Man of Steel has all the ingredients necessary to be the kind of superhero epic that stands beside The Dark Knight or the recent string of quality offerings from Marvel. But it isn’t that movie, nonetheless, because the filmmakers decided they had time for more explosions and special effects, but not enough for good storytelling.

Tuesday, March 10, 2009

Watchmen

3.5/4 stars

Comic book films took some time to make their way from geeky popcorn entertainment to a major part of the mainstream cinematic sensibility, and if the snubbing of The Dark Knight from a well deserved spot in the Best Picture category at the recent Oscars is any indication, they may have some way to go. Still, the fact that movies like it are being made at all is testament to a change in perception, and Watchmen is a landmark achievement to that end. Alan Moore’s graphic novel Watchmen has been acknowledged as a major work in superhero literature for many years, but in addition to the technology necessary to make a successful adaptation, there was also the need for an audience. The movie-going public has seen the superhero parody before, but Watchmen demonstrates that they are finally ready for the superhero deconstruction.

There is an important distinction that needs to be made here. Watchmen is unlike most comic book movies (but not unlike 2005’s V for Vendetta, also originally by Moore) in that it is a true adaptation of a story, not just its characters. The film, like the novel before it, seeks to challenge an audience that is largely accustomed to being simply entertained. At this it is hugely successful. The questioning themes of the novel are faithfully realized: its take on complexities of the superhero genre, its search for a cause for optimism. The major characters are deftly illuminated through flashbacks that always seem to have something more of the story to tell us than merely what is relevant to that particular character. The big screen also enables certain devices that the page does not; in particular, the addition of era-appropriate music (often the same songs that Moore quoted as chapter epigraphs) does tremendous work in creating mood. The opening credits montage, which shows us the various subtle differences in the history of the film’s world and our own, is also outstanding. Where the story is altered from the original, it is actually made cleaner, more symmetric, a rarity in film adaptations.
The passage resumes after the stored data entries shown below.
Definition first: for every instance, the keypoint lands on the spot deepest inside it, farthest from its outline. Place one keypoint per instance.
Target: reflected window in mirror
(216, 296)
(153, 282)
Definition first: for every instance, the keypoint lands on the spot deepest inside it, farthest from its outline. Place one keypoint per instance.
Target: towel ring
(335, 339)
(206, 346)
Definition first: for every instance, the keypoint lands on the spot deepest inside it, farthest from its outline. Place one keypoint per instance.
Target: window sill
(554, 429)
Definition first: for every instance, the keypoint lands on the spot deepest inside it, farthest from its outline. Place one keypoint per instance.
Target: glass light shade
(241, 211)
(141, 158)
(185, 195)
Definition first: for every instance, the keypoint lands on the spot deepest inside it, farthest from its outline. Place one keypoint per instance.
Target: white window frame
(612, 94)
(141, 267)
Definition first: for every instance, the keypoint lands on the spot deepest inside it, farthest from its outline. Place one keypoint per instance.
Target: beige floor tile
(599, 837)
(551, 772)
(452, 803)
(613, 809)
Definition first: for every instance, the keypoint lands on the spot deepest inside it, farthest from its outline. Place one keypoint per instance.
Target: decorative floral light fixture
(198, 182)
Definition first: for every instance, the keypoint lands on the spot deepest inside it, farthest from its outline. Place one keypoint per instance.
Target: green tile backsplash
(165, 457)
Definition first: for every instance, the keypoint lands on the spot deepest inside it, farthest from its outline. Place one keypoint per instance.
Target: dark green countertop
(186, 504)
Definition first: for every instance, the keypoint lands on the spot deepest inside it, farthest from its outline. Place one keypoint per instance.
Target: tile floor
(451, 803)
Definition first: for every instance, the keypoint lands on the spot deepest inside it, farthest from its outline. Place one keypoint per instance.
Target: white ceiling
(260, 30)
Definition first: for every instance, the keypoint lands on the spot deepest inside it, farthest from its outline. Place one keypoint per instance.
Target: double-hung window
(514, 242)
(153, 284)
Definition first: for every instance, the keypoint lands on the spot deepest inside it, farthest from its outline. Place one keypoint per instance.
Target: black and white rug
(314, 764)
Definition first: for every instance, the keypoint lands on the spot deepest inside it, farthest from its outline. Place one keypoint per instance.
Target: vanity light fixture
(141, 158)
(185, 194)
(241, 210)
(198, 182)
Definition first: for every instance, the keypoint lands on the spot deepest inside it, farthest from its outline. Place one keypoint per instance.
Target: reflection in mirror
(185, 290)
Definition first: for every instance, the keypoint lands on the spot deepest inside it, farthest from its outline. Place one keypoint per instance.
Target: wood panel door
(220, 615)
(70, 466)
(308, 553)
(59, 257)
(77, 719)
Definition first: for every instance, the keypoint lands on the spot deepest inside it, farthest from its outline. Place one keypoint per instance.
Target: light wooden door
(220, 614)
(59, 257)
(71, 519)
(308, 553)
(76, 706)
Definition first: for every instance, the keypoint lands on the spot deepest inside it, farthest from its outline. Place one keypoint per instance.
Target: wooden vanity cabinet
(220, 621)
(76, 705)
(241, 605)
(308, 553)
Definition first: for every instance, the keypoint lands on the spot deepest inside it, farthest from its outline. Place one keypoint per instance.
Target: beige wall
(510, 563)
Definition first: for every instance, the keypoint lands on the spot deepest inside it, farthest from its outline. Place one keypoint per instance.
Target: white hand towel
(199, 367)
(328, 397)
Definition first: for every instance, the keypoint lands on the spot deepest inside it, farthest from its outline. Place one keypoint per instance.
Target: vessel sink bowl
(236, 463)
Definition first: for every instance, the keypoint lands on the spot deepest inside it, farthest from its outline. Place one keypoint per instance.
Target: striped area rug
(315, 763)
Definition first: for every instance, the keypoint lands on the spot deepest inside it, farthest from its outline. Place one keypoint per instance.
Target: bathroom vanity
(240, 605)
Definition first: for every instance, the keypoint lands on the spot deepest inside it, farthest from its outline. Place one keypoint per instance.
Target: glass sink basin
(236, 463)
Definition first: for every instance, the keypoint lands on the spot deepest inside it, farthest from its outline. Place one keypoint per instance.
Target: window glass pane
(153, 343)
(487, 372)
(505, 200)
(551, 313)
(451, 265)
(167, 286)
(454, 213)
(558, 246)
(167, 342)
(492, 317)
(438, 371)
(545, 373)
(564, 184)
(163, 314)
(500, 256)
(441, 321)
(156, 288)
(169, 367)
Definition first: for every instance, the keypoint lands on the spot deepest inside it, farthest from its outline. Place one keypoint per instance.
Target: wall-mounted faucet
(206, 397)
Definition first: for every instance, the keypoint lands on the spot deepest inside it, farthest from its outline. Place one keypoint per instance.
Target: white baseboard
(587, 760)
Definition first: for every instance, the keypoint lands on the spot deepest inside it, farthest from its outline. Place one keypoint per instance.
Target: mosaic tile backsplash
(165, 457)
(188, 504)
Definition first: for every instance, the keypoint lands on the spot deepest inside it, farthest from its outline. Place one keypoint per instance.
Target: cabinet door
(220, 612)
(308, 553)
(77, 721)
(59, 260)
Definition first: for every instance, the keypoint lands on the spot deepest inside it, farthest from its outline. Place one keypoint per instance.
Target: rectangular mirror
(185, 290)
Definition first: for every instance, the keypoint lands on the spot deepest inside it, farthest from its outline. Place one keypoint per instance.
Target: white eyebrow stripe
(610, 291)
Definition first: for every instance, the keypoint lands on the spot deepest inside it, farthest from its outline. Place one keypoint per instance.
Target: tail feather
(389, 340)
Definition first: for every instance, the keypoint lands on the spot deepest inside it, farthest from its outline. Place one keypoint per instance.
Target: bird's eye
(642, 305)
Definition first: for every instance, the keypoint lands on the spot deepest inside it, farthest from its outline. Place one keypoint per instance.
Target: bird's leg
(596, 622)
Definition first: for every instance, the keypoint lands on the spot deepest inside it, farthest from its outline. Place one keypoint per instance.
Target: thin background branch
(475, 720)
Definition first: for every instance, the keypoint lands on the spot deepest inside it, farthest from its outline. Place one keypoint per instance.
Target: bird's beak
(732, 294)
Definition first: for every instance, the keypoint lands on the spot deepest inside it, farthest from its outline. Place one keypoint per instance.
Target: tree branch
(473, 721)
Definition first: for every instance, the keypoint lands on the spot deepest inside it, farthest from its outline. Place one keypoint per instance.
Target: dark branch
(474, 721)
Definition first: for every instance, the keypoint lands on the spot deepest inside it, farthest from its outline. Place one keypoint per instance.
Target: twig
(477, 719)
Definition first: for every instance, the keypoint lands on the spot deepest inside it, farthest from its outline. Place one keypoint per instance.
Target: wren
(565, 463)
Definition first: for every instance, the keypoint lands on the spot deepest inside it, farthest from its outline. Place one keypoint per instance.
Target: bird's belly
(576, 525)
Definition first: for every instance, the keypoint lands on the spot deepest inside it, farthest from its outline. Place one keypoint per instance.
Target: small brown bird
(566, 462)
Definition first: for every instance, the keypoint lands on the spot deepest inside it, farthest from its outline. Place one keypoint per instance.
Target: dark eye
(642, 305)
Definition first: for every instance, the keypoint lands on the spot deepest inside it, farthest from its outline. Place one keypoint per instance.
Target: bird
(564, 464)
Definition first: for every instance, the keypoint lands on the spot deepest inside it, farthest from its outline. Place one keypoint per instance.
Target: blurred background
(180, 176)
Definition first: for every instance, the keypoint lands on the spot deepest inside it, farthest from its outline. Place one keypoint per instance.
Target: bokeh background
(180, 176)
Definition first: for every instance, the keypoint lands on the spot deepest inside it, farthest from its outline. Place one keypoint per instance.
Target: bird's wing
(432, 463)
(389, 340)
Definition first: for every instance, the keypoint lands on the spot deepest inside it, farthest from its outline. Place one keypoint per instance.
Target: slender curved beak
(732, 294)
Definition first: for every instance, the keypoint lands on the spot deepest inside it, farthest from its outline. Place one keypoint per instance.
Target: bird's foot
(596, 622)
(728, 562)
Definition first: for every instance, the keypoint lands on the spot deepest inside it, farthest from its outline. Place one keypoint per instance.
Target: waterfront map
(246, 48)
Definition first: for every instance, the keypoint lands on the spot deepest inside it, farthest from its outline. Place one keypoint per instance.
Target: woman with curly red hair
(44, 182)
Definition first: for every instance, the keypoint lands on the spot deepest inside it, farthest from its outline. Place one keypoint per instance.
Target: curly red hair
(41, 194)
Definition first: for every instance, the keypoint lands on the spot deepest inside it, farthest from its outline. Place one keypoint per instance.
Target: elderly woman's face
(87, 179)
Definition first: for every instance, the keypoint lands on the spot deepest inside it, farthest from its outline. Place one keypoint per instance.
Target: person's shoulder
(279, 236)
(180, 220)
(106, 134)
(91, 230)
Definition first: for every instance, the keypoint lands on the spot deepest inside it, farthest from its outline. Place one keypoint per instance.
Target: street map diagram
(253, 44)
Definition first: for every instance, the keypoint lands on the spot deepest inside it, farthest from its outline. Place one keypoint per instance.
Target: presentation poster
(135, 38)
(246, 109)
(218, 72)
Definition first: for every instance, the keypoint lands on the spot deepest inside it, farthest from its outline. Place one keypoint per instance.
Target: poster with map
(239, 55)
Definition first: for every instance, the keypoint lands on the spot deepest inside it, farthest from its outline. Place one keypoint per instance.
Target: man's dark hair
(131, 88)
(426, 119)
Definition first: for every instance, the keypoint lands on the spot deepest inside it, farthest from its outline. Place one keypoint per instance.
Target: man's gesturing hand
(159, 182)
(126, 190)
Many of the performances in Watchmen are virtuoso level, though they work so well together, and are so faithful to the source material that they become somewhat invisible. Patrick Wilson hits all the right notes as Daniel, Malin Akerman brings both allure and a sense of reality to the second Silk Spectre, and Matthew Goode captures the cold moral certainty of Ozymandias. Billy Crudup’s Doctor Manhattan will be long remembered among cinema’s great aliens, characters that looked at humanity from outside with human faces. Rorschach, played by Jackie Earle Haley, is such a perfect deconstruction of the vigilante archetype that I wonder if he will make all future Batman films obsolete (how will we witness Batman’s conviction without recalling Rorschach’s madness?). Jeffrey Dean Morgan is also a revelation as The Comedian; scary, charismatic, compelling.

The place where the film suffers may be its director. I’ve heard stories of Zack Snyder saving the project from lobotomizing studio executives and truly awful early drafts, seen interviews in which he shows a great reverence for the source material, and an enthusiastic vision for the film. What he has done would have required these virtues, as well as great craft and patience. But I’m afraid that Snyder’s affinity for intense and graphic violence has brought an unsavory character to much of the film. Watchmen was a violent graphic novel, to be sure. Praised for being gritty, it challenged its audience by showing them things they would rather not see, made them consider the dark side of their superhero fantasies. The violence in this movie is not grimly realistic however, but joyfully indulgent. The unfettered machismo of 300 has no place in this story, but Snyder remains true to the style that made him successful there. This, along with a problematically meandering ending, is the gnawing fault of an otherwise excellent movie.